“Bolivia’s Coup President Will End up Fleeing the Palace in a Helicopter”

Faced with the Left’s lead in the polls, coup-installed president Jeanine Áñez has suspended Bolivia’s election for the third time. The COB trade union federation has responded with a general strike and road blockades around Bolivia — showing that the country’s mighty social movements will not allow an illegitimate regime to continue clinging to power.

Protesters in Cochabamba. (Photo courtesy of COB)


Nine months after the military coup that ousted left-wing president Evo Morales, Bolivia’s coup government has suspended elections for the third time. In reaction to acting president Jeanine Áñez’s move to delay the ballot, the Bolivian Workers’ Central (COB) staged marches around the country, with some half a million people turning out for the demonstration in El Alto. Addressing the rally, COB general secretary Juan Carlos Huarachi threatened an indefinite general strike unless the elections went ahead as planned.

The El Alto demonstration was the biggest since the immediate aftermath of Morales’s overthrow in November, when indigenous people protesting the coup were “shot like animals,” killing at least thirty-seven. Yet the election court president Salvador Romero, appointed by the coup regime, ignored the protests, and on Monday, August 3, the indefinite general strike began in earnest, with protests, marches, and road blockades rapidly spreading across Bolivia. Within twenty-four hours, over seventy-five major roads and highways in the provinces of La Paz, Cochabamba, Santa Cruz, Oruro, and Potosí were completely or partially blockaded by local trade union branches and social movements.

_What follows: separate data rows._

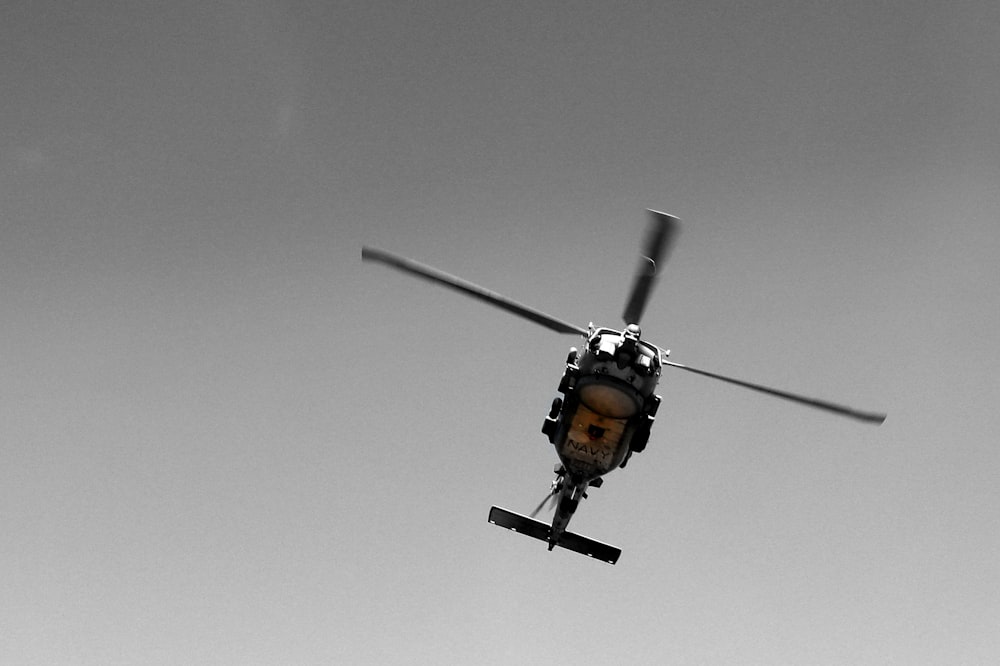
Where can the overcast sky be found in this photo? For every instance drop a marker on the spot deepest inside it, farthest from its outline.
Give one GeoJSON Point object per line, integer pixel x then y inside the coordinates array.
{"type": "Point", "coordinates": [226, 440]}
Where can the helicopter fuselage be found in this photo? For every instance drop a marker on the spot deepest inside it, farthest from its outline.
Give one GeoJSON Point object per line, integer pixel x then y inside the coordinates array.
{"type": "Point", "coordinates": [608, 405]}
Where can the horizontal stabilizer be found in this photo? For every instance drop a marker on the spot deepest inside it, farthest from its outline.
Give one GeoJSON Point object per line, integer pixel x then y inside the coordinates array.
{"type": "Point", "coordinates": [539, 530]}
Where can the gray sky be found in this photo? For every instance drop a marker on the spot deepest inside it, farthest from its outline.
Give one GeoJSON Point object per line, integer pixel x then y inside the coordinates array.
{"type": "Point", "coordinates": [226, 440]}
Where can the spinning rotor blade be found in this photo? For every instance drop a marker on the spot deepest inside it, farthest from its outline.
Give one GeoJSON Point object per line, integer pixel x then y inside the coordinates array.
{"type": "Point", "coordinates": [663, 229]}
{"type": "Point", "coordinates": [869, 417]}
{"type": "Point", "coordinates": [474, 290]}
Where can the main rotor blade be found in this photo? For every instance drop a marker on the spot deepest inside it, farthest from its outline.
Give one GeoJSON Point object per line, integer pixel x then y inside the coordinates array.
{"type": "Point", "coordinates": [869, 417]}
{"type": "Point", "coordinates": [663, 230]}
{"type": "Point", "coordinates": [474, 290]}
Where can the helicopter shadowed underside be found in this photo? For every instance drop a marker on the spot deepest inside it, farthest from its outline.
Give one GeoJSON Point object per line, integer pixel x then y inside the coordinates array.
{"type": "Point", "coordinates": [607, 403]}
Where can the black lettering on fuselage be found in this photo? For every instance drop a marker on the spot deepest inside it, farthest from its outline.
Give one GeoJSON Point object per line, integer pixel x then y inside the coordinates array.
{"type": "Point", "coordinates": [583, 447]}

The COB-backed blockades were widely supported by trade unions and social movements. Participants included the Union Federation of Bolivian Mine Workers (FSTMB), the coca growers (the Six Federations of the Trópico of Cochabamba), the Bartolina Sisa women’s federation, the Tupac Katari peasants’ federation, and the trade union Confederation of Intercultural Communities of Bolivia (CSCIB). These forces have a history of mass mobilizations against neoliberal governments, such as the historic 2003 Gas War and the 2000 water wars in Cochabamba. Following the first few days of blockades, on August 6 the Supreme Electoral Court (TSE) was forced to open talks with the social movements regarding the final date of the elections.